We saw the async querying feature, which is suggested for long-running queries, and upgraded to 7.9.1 to help us solve our problem. We are still seeing the same issues with the search contexts. After running a query, this is a typical response we get when retrieving results:
{
"id" : "FjA0NzdfYkIzUVdpTVpaRDg1MnJSaEEeN0Nqc2NUUEVTa2k3Qk5tVzNNZlBpQToxMjE0NjA1",
"is_partial" : false,
"is_running" : false,
"start_time_in_millis" : 1600098471715,
"expiration_time_in_millis" : 1600530471715,
"response" : {
"took" : 848143,
"timed_out" : false,
"num_reduce_phases" : 6025,
"_shards" : {
"total" : 6026,
"successful" : 6007,
"skipped" : 0,
"failed" : 19,
"failures" : [
{
"shard" : 0,
"index" : "indexA",
"node" : "KTZdPUuXR7KCm8kbLckYlQ",
"reason" : {
"type" : "search_context_missing_exception",
"reason" : "No search context found for id [65009]"
}
},
{
"shard" : 0,
"index" : "indexB",
"node" : "KO3oWO4iSzadYkUgWEjgJw",
"reason" : {
"type" : "search_context_missing_exception",
"reason" : "No search context found for id [7971024]"
}
}
…
]
"hits" : {
"total" : {
"value" : 146810,
"relation" : "eq"
},
"max_score" : 24.484806,
"hits" : [ ]
}
}
}
- Many failures are listed for the search contexts, which we thought would not happen as often given that the purpose of this feature is for long-running queries. Are there any suggestions for keeping the contexts alive longer? Scroll is not supported. Will increasing our heap help, or is there just a limit to how many can be open before they start getting deleted?
- Even though we have a large number of hits, none are actually returned in the response. Sometimes we do see some returned, but not often.
- We never are able to see any partial results while the query is running, even though the docs indicate we should be able to.
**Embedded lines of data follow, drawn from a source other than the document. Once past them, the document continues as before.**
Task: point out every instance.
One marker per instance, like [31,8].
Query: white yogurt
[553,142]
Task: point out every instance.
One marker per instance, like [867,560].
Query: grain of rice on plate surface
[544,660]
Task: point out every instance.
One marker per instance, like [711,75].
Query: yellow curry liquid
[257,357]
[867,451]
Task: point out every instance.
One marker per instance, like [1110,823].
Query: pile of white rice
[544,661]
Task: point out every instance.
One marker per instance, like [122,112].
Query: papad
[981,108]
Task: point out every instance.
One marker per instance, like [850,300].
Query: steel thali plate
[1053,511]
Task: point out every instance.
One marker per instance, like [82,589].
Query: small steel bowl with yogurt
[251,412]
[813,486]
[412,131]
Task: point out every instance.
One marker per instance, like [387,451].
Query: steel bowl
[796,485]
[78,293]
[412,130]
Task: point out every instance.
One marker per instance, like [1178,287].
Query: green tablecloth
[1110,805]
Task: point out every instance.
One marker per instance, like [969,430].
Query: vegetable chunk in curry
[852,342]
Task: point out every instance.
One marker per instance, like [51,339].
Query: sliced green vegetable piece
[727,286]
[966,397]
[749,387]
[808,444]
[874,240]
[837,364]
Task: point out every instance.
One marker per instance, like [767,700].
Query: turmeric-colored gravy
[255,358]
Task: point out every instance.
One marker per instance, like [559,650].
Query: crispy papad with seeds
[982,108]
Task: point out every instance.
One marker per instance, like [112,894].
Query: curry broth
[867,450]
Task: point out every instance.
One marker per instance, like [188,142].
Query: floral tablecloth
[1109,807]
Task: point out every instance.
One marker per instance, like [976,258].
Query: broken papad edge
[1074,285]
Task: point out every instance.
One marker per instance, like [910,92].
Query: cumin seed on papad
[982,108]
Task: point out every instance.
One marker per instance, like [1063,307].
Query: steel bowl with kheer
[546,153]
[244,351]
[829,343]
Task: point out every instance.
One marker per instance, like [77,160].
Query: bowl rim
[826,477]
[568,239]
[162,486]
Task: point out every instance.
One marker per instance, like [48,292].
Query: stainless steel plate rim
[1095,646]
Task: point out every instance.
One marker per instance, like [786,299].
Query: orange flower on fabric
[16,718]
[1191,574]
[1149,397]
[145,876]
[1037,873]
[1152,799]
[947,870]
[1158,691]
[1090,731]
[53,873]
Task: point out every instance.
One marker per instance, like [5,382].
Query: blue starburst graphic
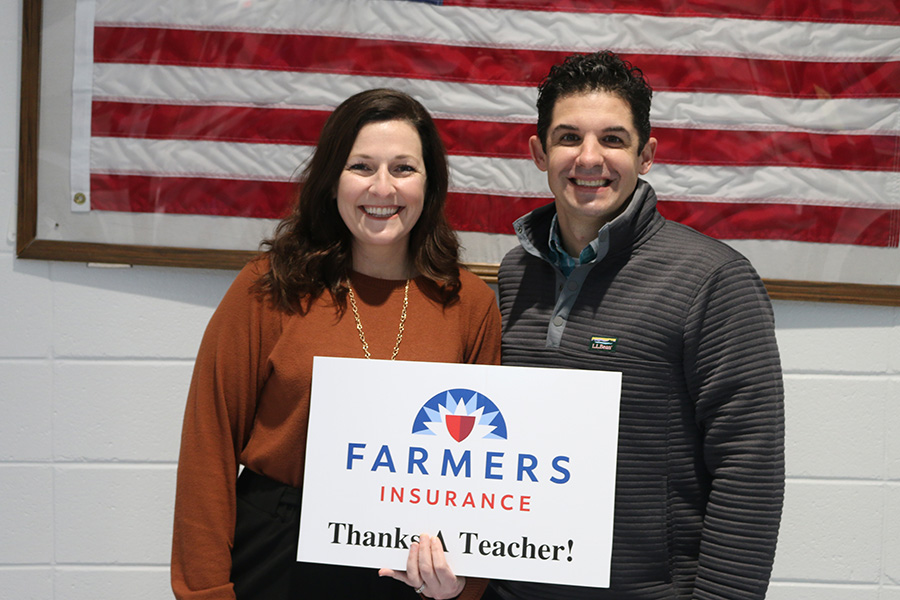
[460,413]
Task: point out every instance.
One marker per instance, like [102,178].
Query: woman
[365,266]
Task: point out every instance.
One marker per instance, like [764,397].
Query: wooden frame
[29,246]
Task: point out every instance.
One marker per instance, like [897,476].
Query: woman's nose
[382,183]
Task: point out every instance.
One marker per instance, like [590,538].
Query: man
[602,281]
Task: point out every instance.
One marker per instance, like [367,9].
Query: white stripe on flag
[381,19]
[505,177]
[501,103]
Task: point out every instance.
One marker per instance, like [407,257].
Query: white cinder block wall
[95,363]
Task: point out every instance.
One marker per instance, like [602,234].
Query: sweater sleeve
[228,374]
[733,371]
[483,335]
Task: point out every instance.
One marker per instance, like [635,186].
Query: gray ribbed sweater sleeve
[733,372]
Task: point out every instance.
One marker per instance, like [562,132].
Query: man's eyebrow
[612,129]
[563,127]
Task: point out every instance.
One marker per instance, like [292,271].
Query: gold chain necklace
[362,336]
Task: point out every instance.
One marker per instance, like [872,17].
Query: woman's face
[381,190]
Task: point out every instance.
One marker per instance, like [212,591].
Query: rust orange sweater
[249,398]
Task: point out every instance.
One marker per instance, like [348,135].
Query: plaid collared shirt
[563,259]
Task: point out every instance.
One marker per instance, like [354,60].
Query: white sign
[512,467]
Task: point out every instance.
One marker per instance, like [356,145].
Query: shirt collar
[563,259]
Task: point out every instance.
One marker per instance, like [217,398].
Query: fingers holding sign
[427,570]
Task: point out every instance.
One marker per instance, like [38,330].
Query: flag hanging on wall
[776,120]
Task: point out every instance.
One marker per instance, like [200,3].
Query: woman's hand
[427,570]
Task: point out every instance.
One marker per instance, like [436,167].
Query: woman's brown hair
[309,252]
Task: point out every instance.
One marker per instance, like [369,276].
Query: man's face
[592,161]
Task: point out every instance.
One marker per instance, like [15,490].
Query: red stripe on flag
[792,222]
[496,66]
[505,140]
[848,11]
[495,214]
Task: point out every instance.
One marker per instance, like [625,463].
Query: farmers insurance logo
[460,413]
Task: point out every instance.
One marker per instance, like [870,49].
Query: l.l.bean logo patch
[601,343]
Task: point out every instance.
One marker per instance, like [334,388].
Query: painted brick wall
[95,363]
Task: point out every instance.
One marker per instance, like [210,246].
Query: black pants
[264,558]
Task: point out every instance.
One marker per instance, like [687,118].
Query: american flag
[776,119]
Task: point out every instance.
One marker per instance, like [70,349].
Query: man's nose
[590,154]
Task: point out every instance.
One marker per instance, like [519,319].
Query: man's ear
[537,152]
[647,155]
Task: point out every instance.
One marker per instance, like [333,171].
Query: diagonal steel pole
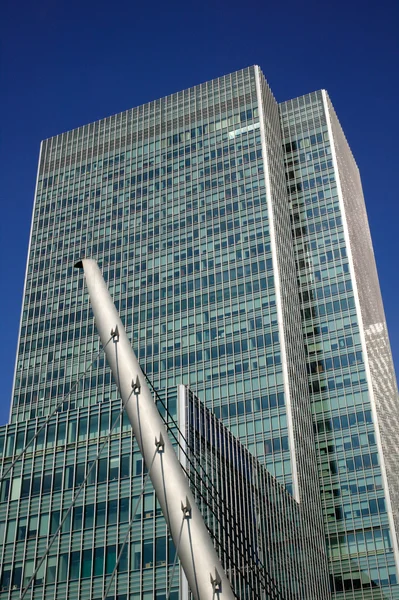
[197,554]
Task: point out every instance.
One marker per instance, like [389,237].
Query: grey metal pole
[198,557]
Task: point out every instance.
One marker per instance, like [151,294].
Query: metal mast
[195,549]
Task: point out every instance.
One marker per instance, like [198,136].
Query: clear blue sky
[64,64]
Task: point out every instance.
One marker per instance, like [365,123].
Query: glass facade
[254,521]
[183,202]
[344,332]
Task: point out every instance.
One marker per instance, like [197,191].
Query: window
[21,530]
[98,561]
[112,512]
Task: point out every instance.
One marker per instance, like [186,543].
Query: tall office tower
[351,376]
[183,202]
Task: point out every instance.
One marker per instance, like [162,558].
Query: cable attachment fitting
[136,387]
[115,334]
[216,582]
[160,444]
[186,509]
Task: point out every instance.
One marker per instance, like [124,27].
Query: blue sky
[64,64]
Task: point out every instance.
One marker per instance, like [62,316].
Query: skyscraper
[265,300]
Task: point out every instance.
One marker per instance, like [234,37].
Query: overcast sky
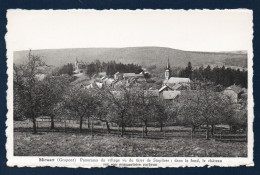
[187,30]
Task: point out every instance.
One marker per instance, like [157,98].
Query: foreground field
[77,144]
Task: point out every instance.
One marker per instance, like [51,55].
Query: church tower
[76,64]
[168,71]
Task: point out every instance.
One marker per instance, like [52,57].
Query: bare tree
[26,88]
[81,102]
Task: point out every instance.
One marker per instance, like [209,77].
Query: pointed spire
[168,64]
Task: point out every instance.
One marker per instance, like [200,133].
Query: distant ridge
[144,56]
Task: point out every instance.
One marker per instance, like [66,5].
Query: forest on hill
[143,56]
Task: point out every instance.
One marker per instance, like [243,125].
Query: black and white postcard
[129,88]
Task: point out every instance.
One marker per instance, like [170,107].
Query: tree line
[54,96]
[218,75]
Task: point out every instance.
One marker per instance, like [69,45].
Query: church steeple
[168,65]
[168,70]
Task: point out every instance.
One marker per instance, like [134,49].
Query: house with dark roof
[234,93]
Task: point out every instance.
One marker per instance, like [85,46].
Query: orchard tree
[52,88]
[121,106]
[81,102]
[144,107]
[27,93]
[165,111]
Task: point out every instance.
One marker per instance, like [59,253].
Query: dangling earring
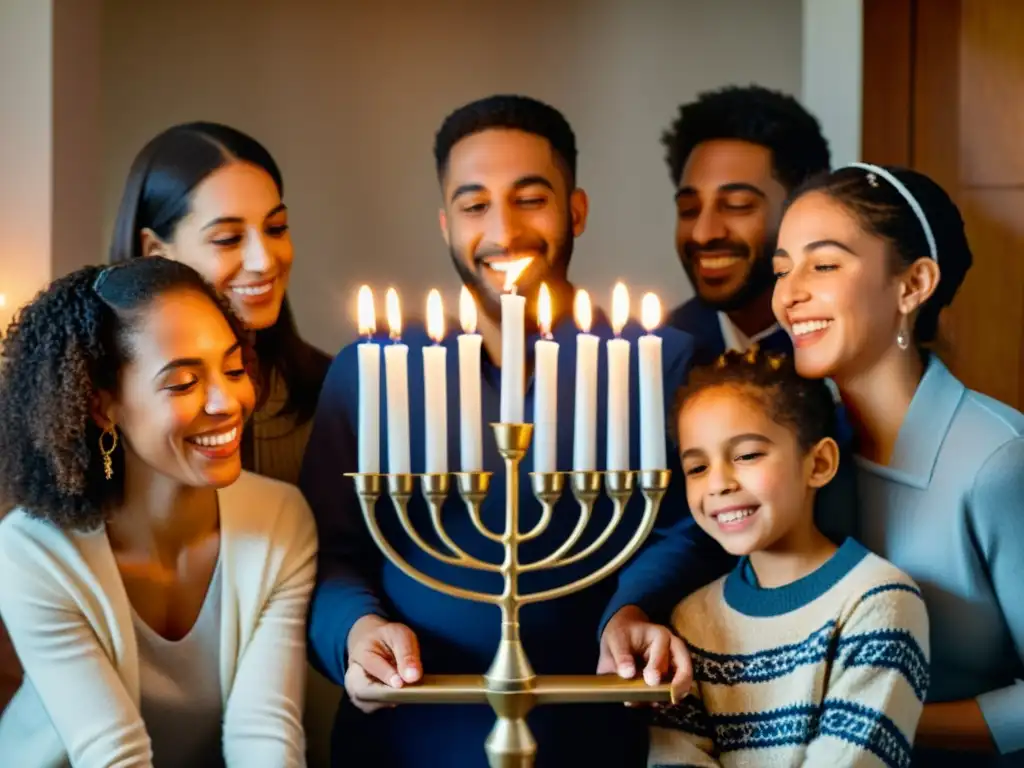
[108,452]
[902,337]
This is a typical query we have been running:
POST <alias targeting hot, warm, and cold/frozen indices>/_async_search?ignore_throttled=false&size=1000&keep_on_completion=true&allow_partial_search_results=true
{
"sort": {
"_score": "desc"
},
"query": {
"bool": {
"must": [
{
"query_string": {
"default_operator": "OR",
"query": "someSearchTerm",
"fields": [
"fieldA",
"fieldB",
"fieldC", ...
],
"lenient": true
}
}
]
}
},
"track_total_hits": true
}
Using aggregations with buckets of size 1 seems to work consistently:
{
"query": {
...
},
"aggs": {
"test": {
"terms": {
"field": "someID",
"order": {"max_score": "desc"}
},
"aggs": {
"hits":{
"top_hits": {
"sort": [{
"_score": {
"order": "desc"
}
}],
"size": 1
}
},
"max_score": {
"max": {
"script": "_score"
}
}
}
}
}
}
There are some problems with this approach for us:
- The terms aggregation is limited to 1000
- We will not be able to easily do paging
- The term we are basing this on is not unique (there are a small amount of duplicate values), so we might have some unintentionally deduplicated results.
- Aggregations are going to make our queries even slower
We've experimented with some of the params listed for async search and regular search (keep_on_completion, allow_partial_search_results, batched_reduce_size, wait_for_completion_timeout), but nothing so far has given us consistently good results besides running the aggregation above. We've tried limiting our search to only frozen indices instead of a mix of hot, warm, and frozen. This gives us somewhat better results, but we still see the same issues, just less. Is all of this expected behavior for this feature or are there some bugs here? If this is expected, are there any recommendations for params or settings that can help us out?